Different values of k_a affect the optimal value of C_o, but they always predict lower sediment concentration in the northern Virginia Coast Reserve and Cape May than in the southern Virginia Coast Reserve and Charleston Sound sites (Fig. S4). In addition, a sensitivity analysis reveals that large variations of RSLR (0–10 mm/y) and wind speed (7–10 m/s) are not able to explain the difference between the sites (Fig. 4). These analyses suggest that variations in sediment availability are likely the cause of the different marsh basin dynamics.

Discussion and Conclusions

Predictions from our simplified model of marsh basin dynamics are in agreement with historical trends of sediment supply to the coast. The 20th century was characterized by a decrease of sediment export from the Delaware Estuary and Chesapeake Bay (14, 22), which constitute the main sediment sources for the New Jersey and Virginia marshes. Sediment inventories suggest that sediment removed from the Delaware Estuary by periodic dredging is not replenished by the input from upstream tributaries (22), drastically reducing the sediment supply to the near-shore continental shelf. The lack of offshore sediment inputs is one of the causes of sediment starvation within the Virginia marshes (12, 23). An exception is notable in the southern portion of the Virginia Coast Reserve, where close proximity to a sediment depositional cell formed by tidal fluxes out of Chesapeake Bay promotes higher sediment availability (24).

On the other hand, North Inlet marshes (SC), located about 50 km north of Charleston Sound, have imported a substantial quantity of inorganic sediments from the ocean, which allowed them to keep pace with RSLR (10). This high sediment availability has been associated with the discharge of the adjacent Pee Dee River (25). Similarly, the elevated availability of inorganic sediment in the Charleston marshes is probably associated with the vicinity of the Cooper and Santee Rivers.

We showed that irreversible marsh collapse can occur because of the positive feedback between marsh boundary erosion, tidal flat bed erosion, and wave generation in tidal flats.

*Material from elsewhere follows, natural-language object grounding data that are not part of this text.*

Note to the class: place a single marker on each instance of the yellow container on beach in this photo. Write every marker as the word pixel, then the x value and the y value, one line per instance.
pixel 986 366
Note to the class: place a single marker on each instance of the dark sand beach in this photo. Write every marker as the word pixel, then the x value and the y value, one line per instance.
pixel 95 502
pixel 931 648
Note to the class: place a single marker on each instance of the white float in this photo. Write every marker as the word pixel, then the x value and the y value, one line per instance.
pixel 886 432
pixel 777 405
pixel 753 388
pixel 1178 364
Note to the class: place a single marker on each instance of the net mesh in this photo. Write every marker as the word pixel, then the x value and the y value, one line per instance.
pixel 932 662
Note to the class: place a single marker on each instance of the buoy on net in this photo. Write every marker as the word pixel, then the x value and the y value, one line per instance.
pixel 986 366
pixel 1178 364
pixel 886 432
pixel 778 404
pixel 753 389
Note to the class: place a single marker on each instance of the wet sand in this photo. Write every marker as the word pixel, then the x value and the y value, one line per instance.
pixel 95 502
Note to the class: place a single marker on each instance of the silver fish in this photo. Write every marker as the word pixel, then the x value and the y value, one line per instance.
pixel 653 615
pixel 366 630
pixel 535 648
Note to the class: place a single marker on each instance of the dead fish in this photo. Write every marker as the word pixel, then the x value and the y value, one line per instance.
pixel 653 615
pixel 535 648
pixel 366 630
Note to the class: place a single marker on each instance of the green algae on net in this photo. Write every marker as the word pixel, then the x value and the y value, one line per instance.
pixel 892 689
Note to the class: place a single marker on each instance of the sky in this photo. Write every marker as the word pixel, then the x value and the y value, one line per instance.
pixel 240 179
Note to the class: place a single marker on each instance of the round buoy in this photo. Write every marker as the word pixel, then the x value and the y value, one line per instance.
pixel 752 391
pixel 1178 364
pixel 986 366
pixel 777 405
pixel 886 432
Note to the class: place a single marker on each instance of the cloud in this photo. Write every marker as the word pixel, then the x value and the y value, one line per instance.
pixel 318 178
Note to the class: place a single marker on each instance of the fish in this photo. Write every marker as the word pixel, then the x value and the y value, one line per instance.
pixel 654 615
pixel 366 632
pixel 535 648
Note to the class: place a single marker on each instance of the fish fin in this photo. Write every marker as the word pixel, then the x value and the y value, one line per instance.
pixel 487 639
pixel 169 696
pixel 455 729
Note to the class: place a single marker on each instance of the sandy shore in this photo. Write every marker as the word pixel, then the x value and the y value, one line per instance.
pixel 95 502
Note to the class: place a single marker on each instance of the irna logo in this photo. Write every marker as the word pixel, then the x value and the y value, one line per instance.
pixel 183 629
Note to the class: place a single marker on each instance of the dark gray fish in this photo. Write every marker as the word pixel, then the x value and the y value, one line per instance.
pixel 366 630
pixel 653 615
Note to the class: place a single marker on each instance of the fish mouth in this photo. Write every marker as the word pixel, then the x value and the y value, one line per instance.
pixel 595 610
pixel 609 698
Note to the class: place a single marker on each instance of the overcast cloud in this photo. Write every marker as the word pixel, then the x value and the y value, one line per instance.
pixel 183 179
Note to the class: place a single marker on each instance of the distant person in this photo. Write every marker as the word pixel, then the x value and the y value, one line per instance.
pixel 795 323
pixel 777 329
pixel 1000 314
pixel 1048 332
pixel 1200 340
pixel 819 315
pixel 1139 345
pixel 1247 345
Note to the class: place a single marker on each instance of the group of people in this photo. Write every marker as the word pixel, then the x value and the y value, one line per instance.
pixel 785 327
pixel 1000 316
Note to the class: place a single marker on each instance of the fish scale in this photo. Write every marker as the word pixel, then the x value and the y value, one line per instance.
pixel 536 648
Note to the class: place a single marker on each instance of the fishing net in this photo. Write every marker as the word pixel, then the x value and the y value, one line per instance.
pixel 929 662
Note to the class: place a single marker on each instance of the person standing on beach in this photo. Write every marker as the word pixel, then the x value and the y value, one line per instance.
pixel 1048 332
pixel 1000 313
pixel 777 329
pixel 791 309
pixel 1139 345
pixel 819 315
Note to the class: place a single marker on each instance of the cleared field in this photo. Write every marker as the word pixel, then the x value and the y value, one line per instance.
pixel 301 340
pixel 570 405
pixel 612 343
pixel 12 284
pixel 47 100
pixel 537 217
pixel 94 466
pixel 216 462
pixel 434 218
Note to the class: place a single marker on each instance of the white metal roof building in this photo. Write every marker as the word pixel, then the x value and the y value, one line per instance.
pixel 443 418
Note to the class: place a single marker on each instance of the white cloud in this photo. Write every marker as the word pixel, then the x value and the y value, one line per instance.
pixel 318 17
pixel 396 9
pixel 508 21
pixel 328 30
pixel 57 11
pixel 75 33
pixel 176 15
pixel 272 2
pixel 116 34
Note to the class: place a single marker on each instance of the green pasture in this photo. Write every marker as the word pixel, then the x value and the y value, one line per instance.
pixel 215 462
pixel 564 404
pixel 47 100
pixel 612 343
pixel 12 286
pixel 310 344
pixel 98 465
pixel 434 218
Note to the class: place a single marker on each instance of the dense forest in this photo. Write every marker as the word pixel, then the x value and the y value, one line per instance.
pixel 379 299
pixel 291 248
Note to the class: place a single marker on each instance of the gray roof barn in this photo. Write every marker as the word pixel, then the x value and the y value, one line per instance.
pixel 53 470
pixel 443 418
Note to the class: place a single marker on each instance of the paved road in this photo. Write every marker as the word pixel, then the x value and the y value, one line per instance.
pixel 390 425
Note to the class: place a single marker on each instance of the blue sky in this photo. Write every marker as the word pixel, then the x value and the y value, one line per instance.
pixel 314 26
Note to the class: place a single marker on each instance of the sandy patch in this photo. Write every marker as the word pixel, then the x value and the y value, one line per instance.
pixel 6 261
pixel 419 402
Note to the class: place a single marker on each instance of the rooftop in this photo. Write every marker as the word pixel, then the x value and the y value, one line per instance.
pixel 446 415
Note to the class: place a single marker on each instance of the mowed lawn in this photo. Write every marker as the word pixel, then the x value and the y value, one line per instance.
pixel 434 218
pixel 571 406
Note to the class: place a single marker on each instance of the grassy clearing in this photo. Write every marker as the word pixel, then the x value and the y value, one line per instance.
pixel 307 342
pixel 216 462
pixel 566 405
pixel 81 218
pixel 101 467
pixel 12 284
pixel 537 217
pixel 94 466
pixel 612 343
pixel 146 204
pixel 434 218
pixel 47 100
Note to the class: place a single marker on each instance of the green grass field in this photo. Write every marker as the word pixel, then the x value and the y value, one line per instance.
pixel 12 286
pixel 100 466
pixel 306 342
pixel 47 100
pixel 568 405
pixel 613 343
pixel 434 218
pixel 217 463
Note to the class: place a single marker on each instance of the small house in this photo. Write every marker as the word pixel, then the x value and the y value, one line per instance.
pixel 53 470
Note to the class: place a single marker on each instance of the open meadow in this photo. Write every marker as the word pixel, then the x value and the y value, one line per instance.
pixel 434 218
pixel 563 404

Sediment starvation deepens tidal flats and inhibits marsh boundary progradation. Marsh erosion widens nearby tidal flats, thus increasing wave energy and promoting further erosion in a runaway effect. RSLR enhances this process by deepening tidal flats and increasing the sediment flux from tidal flats to salt marshes. The dynamics of the marsh boundary is primarily controlled by sediment supply rather than RSLR, as shown by a sensitivity analysis (Figs. 3 and 4). In addition, irreversible marsh erosion via horizontal retreat can occur in the absence of RLSR, a scenario not predicted by models of salt marsh vertical evolution (3, 20, 21, 26).

We conclude that lack of sediment supply, often associated with human activities (27), is a major driver of marsh loss at the study sites and generates effects at least comparable to the accelerating sea-level rise due to global warming. This finding advocates for salt marsh preservation projects based on the restoration of the natural sediment supply at the coastline by dam removal and controlled river diversions (28).

Finally, we suggest that the critical basin width could be used as an indicator of a possible shift from a stable, closing marsh basin, to an unstable expanding basin. From the perspective of marsh-loss mitigation, the model can be used to individuate systems near the threshold size, where protection intervention should be concentrated. For example, structures aimed to reduce wave energy might be used to prevent marsh basins from entering the erosive state.